Andrew Puckett said he had been excluded from paying property taxes for years.
"This could be a burden to all of the seniors and disabled," Puckett told City Council members Wednesday. "If you're a millionaire, it's not going to hurt you, but if you're a working person, this is going to be difficult."
Earlier this month, the City Council agreed to remove an option for eligible residents to receive either partial or full exemptions from their real estate tax bill, leaving options to either defer the tax or freeze the rate they pay.
At the time, City Council members said property tax exemptions -- including one provided to military veterans -- were creating a financial strain on the city.
To qualify for the tax relief, residents must be 65 or permanently and totally disabled before Dec. 31, 2013. They must own and occupy their dwelling and have a household income of $50,000 or less from everyone occupying the house. The combined assets of everyone in the home must not exceed $200,000, excluding the value of the home and as much as 10 acres of land where the home is located. They must apply for the exemption annually.
Close to 2,100 property owners meet the requirements needed to receive property tax relief.
"The biggest question we've been getting is who was responsible for the decision," said Mary Joyner, a Commissioner of the Revenue tax management specialist. "We've been directing them to the City Council and the city manager's office.
The changes will affect property owners' tax bills due in December.
If qualifying residents do not respond to the city's letter, the Commissioner of the Revenue's office will contact those people to determine if they want to freeze or defer their taxes, Joyner said.
"They can set up appointments with our office if they want to go over their specific situation," she said.
In July 2012, Newport News began allowing elderly and disabled residents who meet specific requirements to defer their property taxes.
The city will place a lien on properties where the owner chooses the deferral option until the property sells or until within a year after the last applicable residents of the property dies.
Residents choosing to freeze their tax liability establish a maximum amount of what they pay for property taxes. Those bills are still due with the city's regular billing cycle.

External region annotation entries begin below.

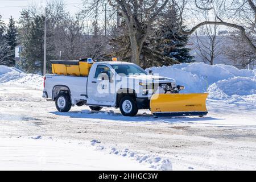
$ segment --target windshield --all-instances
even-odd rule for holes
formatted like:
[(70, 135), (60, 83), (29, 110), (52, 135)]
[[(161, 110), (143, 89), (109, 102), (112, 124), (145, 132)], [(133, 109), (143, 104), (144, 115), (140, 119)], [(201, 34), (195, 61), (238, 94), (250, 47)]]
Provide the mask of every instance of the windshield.
[(135, 64), (117, 64), (112, 65), (115, 72), (121, 76), (129, 75), (147, 75), (147, 72)]

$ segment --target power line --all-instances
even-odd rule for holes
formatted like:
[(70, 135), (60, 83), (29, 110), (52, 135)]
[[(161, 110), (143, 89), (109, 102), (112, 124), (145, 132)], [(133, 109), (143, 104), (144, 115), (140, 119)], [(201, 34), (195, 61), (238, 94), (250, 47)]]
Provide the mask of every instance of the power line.
[(10, 1), (27, 1), (27, 0), (0, 0), (0, 2), (10, 2)]
[[(22, 0), (23, 1), (23, 0)], [(64, 4), (64, 5), (81, 5), (81, 3), (67, 3)], [(33, 7), (40, 7), (42, 6), (31, 6)], [(9, 8), (9, 7), (28, 7), (29, 6), (0, 6), (0, 8)]]

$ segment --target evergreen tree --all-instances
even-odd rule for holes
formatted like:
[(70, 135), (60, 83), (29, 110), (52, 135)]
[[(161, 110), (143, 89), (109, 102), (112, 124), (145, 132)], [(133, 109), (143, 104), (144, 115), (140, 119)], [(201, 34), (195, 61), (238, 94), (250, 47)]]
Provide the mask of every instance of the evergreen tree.
[(5, 23), (2, 20), (2, 15), (0, 15), (0, 40), (2, 42), (5, 38), (5, 32), (6, 27)]
[[(179, 19), (176, 10), (169, 7), (160, 20), (159, 36), (157, 39), (156, 49), (163, 57), (168, 57), (179, 63), (193, 62), (193, 57), (189, 55), (189, 49), (185, 47), (188, 36), (179, 31)], [(164, 65), (169, 65), (168, 61)]]
[(10, 47), (5, 39), (5, 31), (6, 26), (2, 20), (2, 16), (0, 15), (0, 64), (9, 65), (11, 52)]
[(21, 56), (26, 60), (22, 68), (28, 72), (38, 73), (40, 70), (43, 73), (44, 17), (36, 15), (28, 21), (24, 19), (21, 28), (26, 34), (21, 35), (20, 42), (23, 47)]
[(6, 35), (5, 38), (7, 40), (8, 46), (10, 47), (10, 61), (12, 66), (15, 64), (15, 47), (17, 46), (17, 35), (18, 30), (15, 26), (14, 20), (11, 16), (11, 18), (9, 20), (9, 23), (8, 24)]

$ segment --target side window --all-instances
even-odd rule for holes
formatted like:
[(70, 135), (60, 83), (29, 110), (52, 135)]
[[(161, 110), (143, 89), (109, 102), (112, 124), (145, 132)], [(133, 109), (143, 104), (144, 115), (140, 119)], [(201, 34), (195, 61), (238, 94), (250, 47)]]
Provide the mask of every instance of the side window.
[(108, 72), (107, 75), (110, 76), (110, 69), (107, 66), (104, 65), (98, 65), (97, 67), (96, 71), (95, 72), (94, 78), (97, 78), (100, 74), (102, 72)]

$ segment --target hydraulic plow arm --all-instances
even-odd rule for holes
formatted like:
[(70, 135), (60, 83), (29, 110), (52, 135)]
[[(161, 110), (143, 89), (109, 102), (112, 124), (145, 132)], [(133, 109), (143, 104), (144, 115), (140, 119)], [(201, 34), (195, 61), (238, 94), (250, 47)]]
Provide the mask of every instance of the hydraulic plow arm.
[(150, 100), (152, 114), (156, 116), (183, 116), (207, 114), (208, 93), (155, 94)]

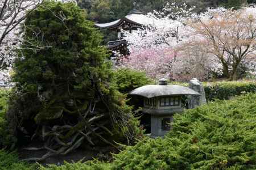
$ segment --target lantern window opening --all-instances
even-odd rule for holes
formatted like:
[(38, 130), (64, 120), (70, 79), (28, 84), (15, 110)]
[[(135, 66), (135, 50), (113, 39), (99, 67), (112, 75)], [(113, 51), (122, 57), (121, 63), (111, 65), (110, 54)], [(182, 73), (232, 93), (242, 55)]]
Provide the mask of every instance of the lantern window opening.
[(156, 106), (156, 101), (155, 98), (146, 98), (145, 99), (145, 104), (146, 105), (152, 105), (152, 106)]
[(180, 105), (179, 97), (165, 97), (160, 99), (160, 107), (179, 106)]

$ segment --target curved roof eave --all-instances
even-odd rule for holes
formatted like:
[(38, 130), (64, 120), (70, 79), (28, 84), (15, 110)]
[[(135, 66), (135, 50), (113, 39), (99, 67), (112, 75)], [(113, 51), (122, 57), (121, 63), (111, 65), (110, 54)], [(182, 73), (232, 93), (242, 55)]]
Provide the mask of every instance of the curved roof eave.
[[(132, 15), (134, 15), (134, 14), (132, 14)], [(138, 15), (142, 15), (142, 14), (138, 14)], [(129, 15), (128, 15), (122, 19), (118, 19), (117, 20), (115, 20), (112, 22), (108, 23), (103, 23), (103, 24), (95, 23), (94, 25), (97, 27), (98, 27), (100, 29), (115, 29), (116, 28), (119, 27), (122, 24), (123, 24), (124, 21), (125, 21), (126, 22), (130, 23), (139, 26), (141, 27), (143, 25), (142, 23), (138, 23), (134, 20), (133, 20), (130, 18), (129, 18)]]

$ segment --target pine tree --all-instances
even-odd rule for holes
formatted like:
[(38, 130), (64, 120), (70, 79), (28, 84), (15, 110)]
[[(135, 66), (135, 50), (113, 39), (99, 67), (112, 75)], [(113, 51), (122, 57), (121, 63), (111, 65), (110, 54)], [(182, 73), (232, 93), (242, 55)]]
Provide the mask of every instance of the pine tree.
[(22, 45), (15, 63), (7, 117), (14, 136), (44, 141), (48, 152), (32, 159), (67, 154), (98, 139), (112, 144), (115, 135), (136, 136), (131, 133), (138, 131), (138, 122), (117, 90), (101, 35), (83, 11), (46, 1), (24, 25), (30, 43)]

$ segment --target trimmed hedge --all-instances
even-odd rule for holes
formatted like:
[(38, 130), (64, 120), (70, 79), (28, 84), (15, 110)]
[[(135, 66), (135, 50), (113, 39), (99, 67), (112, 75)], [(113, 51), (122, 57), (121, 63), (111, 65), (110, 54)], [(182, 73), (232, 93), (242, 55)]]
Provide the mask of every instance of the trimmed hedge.
[(34, 170), (36, 164), (29, 164), (19, 160), (15, 152), (7, 152), (0, 150), (0, 170)]
[(8, 90), (0, 88), (0, 118), (5, 116), (7, 109), (7, 94)]
[(256, 95), (217, 100), (176, 114), (164, 139), (115, 156), (113, 169), (255, 169)]
[(100, 162), (89, 161), (85, 163), (78, 162), (76, 163), (69, 163), (65, 162), (63, 165), (57, 166), (56, 165), (49, 165), (47, 167), (40, 166), (40, 170), (110, 170), (112, 166), (109, 163), (103, 163)]
[(136, 88), (154, 83), (143, 72), (129, 69), (118, 69), (114, 73), (118, 89), (123, 94), (127, 94)]
[[(188, 86), (187, 83), (171, 82), (172, 84)], [(207, 101), (230, 99), (246, 93), (256, 93), (256, 81), (203, 82)]]
[(228, 100), (230, 97), (245, 93), (256, 93), (255, 81), (219, 82), (204, 83), (204, 85), (208, 101), (214, 99)]
[(256, 94), (210, 102), (175, 116), (164, 138), (127, 146), (111, 163), (65, 163), (41, 170), (255, 169)]

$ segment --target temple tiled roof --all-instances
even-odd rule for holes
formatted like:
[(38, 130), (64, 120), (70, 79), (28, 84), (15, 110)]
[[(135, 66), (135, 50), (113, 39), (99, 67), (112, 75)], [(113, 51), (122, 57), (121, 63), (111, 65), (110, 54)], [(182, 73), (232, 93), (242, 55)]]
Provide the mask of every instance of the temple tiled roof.
[(108, 23), (96, 23), (95, 26), (101, 29), (115, 29), (127, 23), (141, 27), (147, 24), (150, 21), (148, 17), (137, 10), (133, 10), (123, 18)]

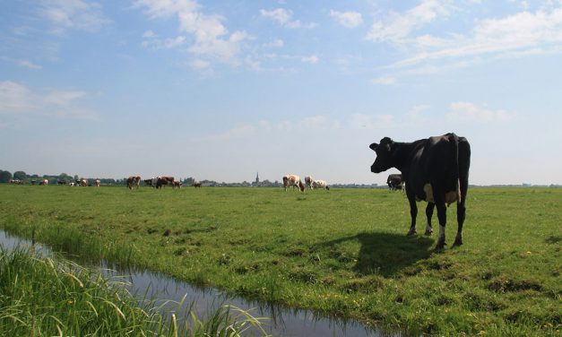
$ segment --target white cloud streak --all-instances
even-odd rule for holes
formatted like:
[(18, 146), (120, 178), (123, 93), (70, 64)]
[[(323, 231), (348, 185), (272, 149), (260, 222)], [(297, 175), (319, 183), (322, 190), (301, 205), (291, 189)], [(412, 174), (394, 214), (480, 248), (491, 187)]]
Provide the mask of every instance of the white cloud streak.
[(14, 82), (0, 82), (0, 115), (99, 120), (98, 114), (78, 106), (77, 101), (86, 96), (86, 92), (82, 91), (57, 90), (39, 93)]
[(40, 14), (53, 24), (52, 32), (63, 34), (66, 30), (75, 29), (97, 31), (110, 23), (95, 2), (83, 0), (42, 0)]
[[(224, 18), (203, 13), (201, 5), (194, 0), (137, 0), (134, 5), (144, 8), (145, 13), (152, 19), (177, 17), (179, 30), (194, 39), (188, 51), (198, 57), (236, 63), (235, 57), (240, 51), (241, 44), (249, 39), (247, 33), (242, 30), (230, 33), (221, 23)], [(145, 37), (149, 39), (148, 42), (144, 41), (147, 47), (151, 46), (150, 39), (153, 39), (154, 35)], [(178, 36), (165, 39), (164, 43), (158, 42), (158, 46), (177, 48), (184, 44), (185, 39)]]
[(345, 28), (359, 27), (363, 23), (363, 17), (358, 12), (337, 12), (331, 10), (330, 16)]

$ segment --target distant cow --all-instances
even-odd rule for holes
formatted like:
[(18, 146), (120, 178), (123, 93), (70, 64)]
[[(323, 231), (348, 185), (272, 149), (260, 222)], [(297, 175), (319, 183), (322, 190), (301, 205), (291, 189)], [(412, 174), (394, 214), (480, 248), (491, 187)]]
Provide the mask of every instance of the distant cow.
[(325, 188), (328, 191), (330, 190), (330, 186), (328, 186), (328, 183), (325, 182), (325, 180), (315, 180), (312, 185), (314, 186), (315, 189)]
[(311, 176), (305, 177), (305, 186), (310, 189), (314, 188), (314, 180)]
[(287, 191), (287, 187), (298, 186), (300, 192), (305, 191), (305, 184), (300, 180), (300, 177), (295, 175), (283, 176), (283, 187)]
[(386, 184), (388, 185), (388, 189), (391, 191), (404, 190), (404, 181), (402, 178), (402, 175), (389, 175), (386, 179)]
[(129, 189), (133, 189), (133, 186), (136, 186), (136, 188), (139, 188), (140, 185), (141, 177), (139, 176), (131, 176), (127, 177), (127, 187), (129, 187)]
[(380, 173), (390, 168), (398, 168), (406, 183), (406, 195), (410, 202), (411, 225), (409, 235), (416, 233), (416, 201), (427, 201), (426, 235), (433, 232), (431, 216), (437, 208), (439, 238), (437, 248), (445, 246), (446, 206), (456, 202), (458, 229), (454, 246), (463, 245), (463, 224), (466, 216), (471, 145), (464, 137), (454, 134), (420, 139), (413, 143), (397, 143), (385, 137), (380, 143), (369, 148), (376, 152), (371, 172)]
[(162, 188), (163, 186), (171, 185), (174, 186), (174, 179), (173, 177), (158, 177), (156, 178), (156, 188)]

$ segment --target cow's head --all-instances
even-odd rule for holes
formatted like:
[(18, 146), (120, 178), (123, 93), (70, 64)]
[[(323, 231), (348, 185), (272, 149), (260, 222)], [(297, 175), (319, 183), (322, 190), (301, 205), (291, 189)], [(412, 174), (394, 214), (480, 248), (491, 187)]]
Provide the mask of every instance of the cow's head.
[(380, 143), (373, 143), (369, 148), (376, 153), (376, 159), (371, 165), (371, 172), (380, 173), (394, 166), (393, 154), (395, 147), (392, 139), (385, 137)]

Residents deferring taxes do not pay property taxes until the property is sold or the title is transferred without penalty to the property owner or the owner dies. The deferral is considered a lien on the property.
City Manager Mary Bunting said she assumes most people will chose to defer their taxes.
Brauchle can be reached by phone at 757-247-2827.
Real estate taxes
Who is eligible: Residents must be 65 or permanently and totally disabled before Dec. 31, 2013. They must own and occupy their dwelling and have a household income of $50,000 or less from everyone occupying the house. The combined assets of everyone in the home must also not exceed $200,000 excluding the value of the home and as much as 10 acres of land where the home is located.